Masrani stalked out with the woman, whom Owen imagined to be his latest Personal Assistant. But the man’s comments had been rather a bit too ambiguous for the park’s Chief Geneticist, who was still angry and upset that his creations were being encroached on by those who knew nothing of his genius.
Trying not to look smug, Owen also walked away, Wu’s voice ringing in his ears, screeching something about blood tests and calories and growth factors and disease potential.
“Get back here, this instant!!” Henry almost stamped his feet in frustration. He was not a man of violence though. He was simply used to be being obeyed.
With his usual aplomb, Owen flipped him off, raising the middle finger of his left hand and taunting the other scientists without so much as a glance back over his shoulder.
To his delight, the baby Raptor copied him, flicking up a clawed toe at those who were staring, and pointing, and muttering darkly.

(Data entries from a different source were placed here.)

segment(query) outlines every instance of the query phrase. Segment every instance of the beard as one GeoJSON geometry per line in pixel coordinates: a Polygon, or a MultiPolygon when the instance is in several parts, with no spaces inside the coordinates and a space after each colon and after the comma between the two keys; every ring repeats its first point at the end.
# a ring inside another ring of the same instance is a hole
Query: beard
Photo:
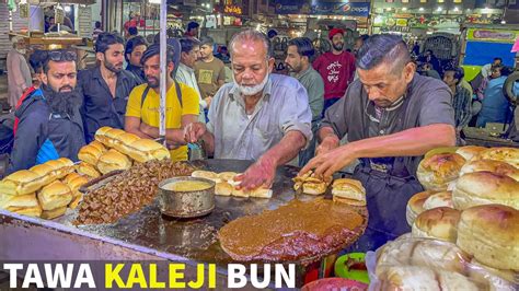
{"type": "Polygon", "coordinates": [[[79,89],[62,86],[56,92],[53,88],[45,84],[42,85],[42,89],[51,113],[74,116],[76,112],[83,104],[83,94],[79,89]]]}
{"type": "Polygon", "coordinates": [[[111,72],[119,73],[123,70],[123,62],[112,63],[105,57],[104,58],[104,67],[106,69],[108,69],[108,71],[111,71],[111,72]]]}
{"type": "Polygon", "coordinates": [[[237,79],[234,79],[234,74],[232,74],[232,81],[234,82],[234,85],[238,86],[238,90],[240,91],[240,94],[244,96],[252,96],[256,95],[257,93],[262,92],[262,90],[265,88],[268,81],[269,73],[265,75],[263,81],[257,84],[257,85],[244,85],[244,84],[239,84],[237,82],[237,79]]]}
{"type": "Polygon", "coordinates": [[[146,82],[148,83],[148,86],[150,86],[150,88],[159,88],[160,86],[159,78],[153,77],[153,75],[147,75],[146,77],[146,82]]]}
{"type": "Polygon", "coordinates": [[[301,65],[300,65],[300,63],[299,63],[298,66],[295,66],[295,67],[292,67],[292,66],[290,66],[290,65],[288,65],[288,63],[286,63],[286,66],[287,66],[288,71],[290,71],[290,72],[296,72],[296,73],[298,73],[298,72],[301,71],[301,65]]]}
{"type": "Polygon", "coordinates": [[[343,50],[344,48],[344,44],[343,43],[338,43],[338,44],[332,44],[333,48],[335,50],[343,50]]]}

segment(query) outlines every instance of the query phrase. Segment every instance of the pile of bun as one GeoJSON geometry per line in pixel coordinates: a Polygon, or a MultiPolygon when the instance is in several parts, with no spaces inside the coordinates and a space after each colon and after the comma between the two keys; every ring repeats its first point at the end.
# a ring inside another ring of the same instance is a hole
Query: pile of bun
{"type": "Polygon", "coordinates": [[[0,182],[0,208],[30,217],[55,219],[74,209],[82,199],[79,188],[89,179],[76,173],[72,161],[51,160],[21,170],[0,182]]]}
{"type": "MultiPolygon", "coordinates": [[[[412,237],[445,242],[464,254],[463,263],[518,284],[518,166],[516,148],[463,147],[453,153],[426,158],[417,172],[426,190],[414,195],[407,203],[412,237]],[[459,162],[460,156],[464,163],[459,162]]],[[[408,275],[408,270],[391,273],[400,278],[408,275]]],[[[388,279],[389,273],[384,276],[388,279]]],[[[436,272],[436,278],[441,275],[436,272]]]]}
{"type": "Polygon", "coordinates": [[[366,207],[366,189],[360,181],[351,178],[320,177],[313,171],[309,171],[292,178],[296,193],[308,195],[324,195],[332,185],[334,202],[349,206],[366,207]]]}
{"type": "Polygon", "coordinates": [[[370,290],[516,290],[517,271],[482,265],[460,246],[403,235],[368,253],[370,290]]]}
{"type": "Polygon", "coordinates": [[[292,178],[293,189],[297,193],[303,193],[308,195],[323,195],[332,184],[331,178],[324,178],[316,176],[313,171],[309,171],[301,176],[292,178]]]}
{"type": "Polygon", "coordinates": [[[66,158],[18,171],[0,182],[0,208],[43,219],[55,219],[76,209],[79,188],[90,179],[132,164],[170,158],[160,143],[120,129],[102,127],[95,140],[78,152],[76,164],[66,158]]]}
{"type": "Polygon", "coordinates": [[[273,196],[273,190],[258,187],[251,190],[239,189],[238,185],[241,182],[234,181],[234,177],[239,174],[235,172],[221,172],[215,173],[211,171],[195,171],[192,173],[193,177],[207,178],[216,183],[215,195],[218,196],[234,196],[242,198],[270,198],[273,196]]]}
{"type": "Polygon", "coordinates": [[[157,141],[141,139],[122,129],[102,127],[95,132],[95,140],[81,148],[78,159],[82,161],[78,172],[99,177],[128,170],[134,163],[170,159],[170,152],[157,141]]]}

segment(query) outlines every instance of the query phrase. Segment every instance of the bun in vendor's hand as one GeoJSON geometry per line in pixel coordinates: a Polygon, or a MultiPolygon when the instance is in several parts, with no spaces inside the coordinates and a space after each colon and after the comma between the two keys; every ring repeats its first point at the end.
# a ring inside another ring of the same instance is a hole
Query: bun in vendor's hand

“I’m naming it Velociraptor 001!” Henry was about ready to start throwing things, wondering how the hell Owen could get away with such blatant disregard. “You hear me, Mister Grady?”
Owen stopped dead in his tracks at the end of the corridor that lead out to the nearly completed Visitor Discovery Center, where an 8 foot bronze of John Hammond and his amber topped cane, was being currently installed.
The baby Raptor chirped at him and blinked most politely.
“She already has a name!” he growled in reply, stroking her head softly. “Don’t you, Blue.”